Monday, February 02, 2015

How not to do M&A Integration

Why does the team need to travel and spend money ? You know well enough that there is pressure on costs and it is imperative that everyone contribute and IT is no exception. I don’t want to hear excuses on why it will not work effectively. Get on to a video-conference to understand more about what they have and what they do. Use a bit of technology to get requirements from these markets; there has already been too much travel from other functions. I just came back from a review and we have busted the travel budget.

With this spiel to the CIO and the IT team, the CFO proceeded to travel to four countries to give the message on cutting cost to the country heads. It was not important that he always made up his trips last minute and traveled First Class. It was also not of relevance that just his personal travel budget was higher than the total IT budget for travel. It did not matter if sub-optimal solutions were being used by some of the acquired companies and the integration effort had faltered in the absence of travel authorizations to IT.
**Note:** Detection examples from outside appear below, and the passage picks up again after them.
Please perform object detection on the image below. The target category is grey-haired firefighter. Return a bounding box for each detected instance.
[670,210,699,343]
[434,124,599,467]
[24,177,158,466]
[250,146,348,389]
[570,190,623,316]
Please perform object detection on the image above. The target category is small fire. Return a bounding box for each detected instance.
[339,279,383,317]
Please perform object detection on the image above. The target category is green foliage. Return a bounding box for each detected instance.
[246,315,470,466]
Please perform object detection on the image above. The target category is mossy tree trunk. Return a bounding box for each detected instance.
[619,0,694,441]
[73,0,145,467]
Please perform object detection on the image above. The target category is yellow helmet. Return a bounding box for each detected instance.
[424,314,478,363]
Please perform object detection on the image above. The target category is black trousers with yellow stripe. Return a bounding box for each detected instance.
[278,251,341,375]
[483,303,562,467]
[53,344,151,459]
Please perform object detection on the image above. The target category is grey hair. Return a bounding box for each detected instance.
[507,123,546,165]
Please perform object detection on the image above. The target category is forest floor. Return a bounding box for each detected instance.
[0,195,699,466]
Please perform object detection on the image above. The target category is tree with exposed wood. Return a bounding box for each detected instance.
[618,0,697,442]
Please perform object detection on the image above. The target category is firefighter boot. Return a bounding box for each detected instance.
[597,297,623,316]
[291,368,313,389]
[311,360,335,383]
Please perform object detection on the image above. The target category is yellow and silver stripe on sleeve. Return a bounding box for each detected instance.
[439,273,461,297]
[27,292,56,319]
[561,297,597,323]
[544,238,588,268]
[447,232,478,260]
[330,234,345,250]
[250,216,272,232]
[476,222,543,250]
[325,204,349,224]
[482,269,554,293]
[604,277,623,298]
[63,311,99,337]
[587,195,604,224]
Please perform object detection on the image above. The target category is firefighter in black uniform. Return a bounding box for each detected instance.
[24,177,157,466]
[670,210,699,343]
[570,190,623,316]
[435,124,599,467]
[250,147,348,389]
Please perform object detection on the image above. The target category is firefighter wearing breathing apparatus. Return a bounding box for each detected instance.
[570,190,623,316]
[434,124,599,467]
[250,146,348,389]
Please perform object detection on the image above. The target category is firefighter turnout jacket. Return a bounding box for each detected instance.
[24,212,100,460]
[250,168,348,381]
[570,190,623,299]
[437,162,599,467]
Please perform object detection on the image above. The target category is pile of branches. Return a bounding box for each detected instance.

The company had leapfrogged into the big league with acquisitions in quick succession; after an era of organic growth, the change in pace was exciting. There was a palpable sense of aggression and pride that prevailed internally and also made news thrusting the company to the pages of business magazines and newspapers. At the same time there was a bit of uncertainty on how to work the mechanics of integrating multiple companies simultaneously. As normal, Consultants were hired and teams created to oversee the process.

Business teams created groups of domain experts who traveled to the acquired companies globally to meet their counterparts, understand culture, process and systems used. Teams were mapped and processes reviewed for compliance to standards and regulatory requirements. All this was fed into a structure which captured each and every component of the new company beyond the pre-acquisition due diligence. They followed the best practices laid down by the Big Consulting Company assisting in the integration.

Weeks became months and progress was good though with one glaring gap; IT was nowhere to be seen in the picture. The business teams reached out to the CIO seeking a timeline and calendar that IT would follow in the integration process. The CIO advised them of the incremental data required and promised to have his team reach out to the far side. Quickly it was evident that the gap cannot not be bridged with conference calls and email exchanges. Having executed a couple of integrations, the CIO realized that he was being setup for failure.

The CIO reached out to the business teams with his constrains and sought help which was promptly offered since everyone was now feeling the pinch of unintegrated email systems which bounced messages, lack of information flow and integration between various systems including financial reporting. Some of the functions whose success depended on harmonized IT were happy to sponsor. Despite the urgency, need and demand, ego prevailed and the CFO was unwilling to accede leaving everyone frustrated and wondering.

It was evident that the deadlock would be difficult to break; in the absence of an integrated approach taking off, business leaders attempted to use local solutions. They had to deliver results with synergies and process improvements, and their dependence on IT was critical. Using personal rapport with the CIO they validated some of the local solutions that could be deployed in the short term. Scrounging for budgets they attempted to get these off the ground; talent crunch and missing strong leadership failed to get them going.

Integration review meetings became a war of words with the CFO finding excuses and then blaming the CIO for not effectively managing the effort. Business knew the reality to be otherwise and had reached a situation that they had no recourse but to accept the fact that the new company will remain technology challenged for some time to come. The acquired company’s leadership team too accepted the power play and silently lived in their acceptable level of inefficiency hoping that someday in the future things would change.

What happened to the CIO and the IT Team ? Well in quick succession many of them found greener pastures leaving the CFO to find other scapegoats for his ego while business struggled to stay afloat.